April 25 (Bloomberg) -- Atos, a French rival of computer-services giant International Business Machines Corp., has received interest from potential partners for the electronic-payments unit it’s planning to split off by midyear.
A share of the payments unit could be sold to one or more partners, Senior Executive Vice President Gilles Grapinet said today in a phone interview. The Bezons, France-based company said in February it’s seeking to sell a minority stake in the unit, with an initial public offering as one option, to finance acquisitions to expand the business.
“Our announcement about the carve-out has generated a great deal of strategic interest from players in the payments world,” Grapinet said. “We’re busy finalizing the carve-out, that’s our priority. Our finance and mergers and acquisitions teams are evaluating scenarios.”
Atos’s goal is to make the electronic-payments unit, which had 1.1 billion euros ($1.4 billion) in sales last year, into Europe’s largest, Grapinet said.
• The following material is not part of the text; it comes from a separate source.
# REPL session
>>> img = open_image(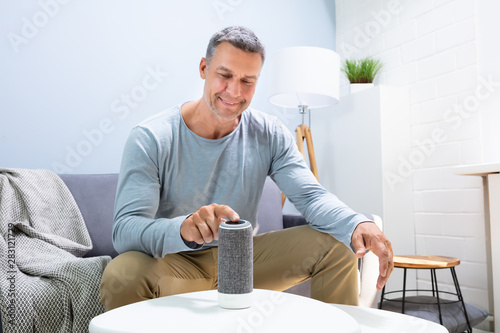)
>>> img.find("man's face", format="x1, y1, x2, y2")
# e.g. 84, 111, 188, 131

The company intends to keep majority of the unit once it has been split off, he said.
Grapinet declined to say if Atos has started discussions with any of the potential partners. The company has been approached by bankers about options, he said.
Atos today reported first-quarter sales fell 1.2 percent to 2.12 billion euros. The company confirmed its yearly forecast for “slight revenue growth” and an operating margin around 7.5 percent of sales, up from 6.6 percent in 2012.
Shares of Atos rose 2.2 percent to 53.13 euros at 9:19 a.m. in Paris. The stock had gained 13 percent in the 12 months preceding yesterday’s close.
“We expect a ramp-up throughout the year from what we see as a low point in the first quarter,” Grapinet said. “That’s both for macroeconomic reasons and because some large contracts we signed last year are bearing fruit.”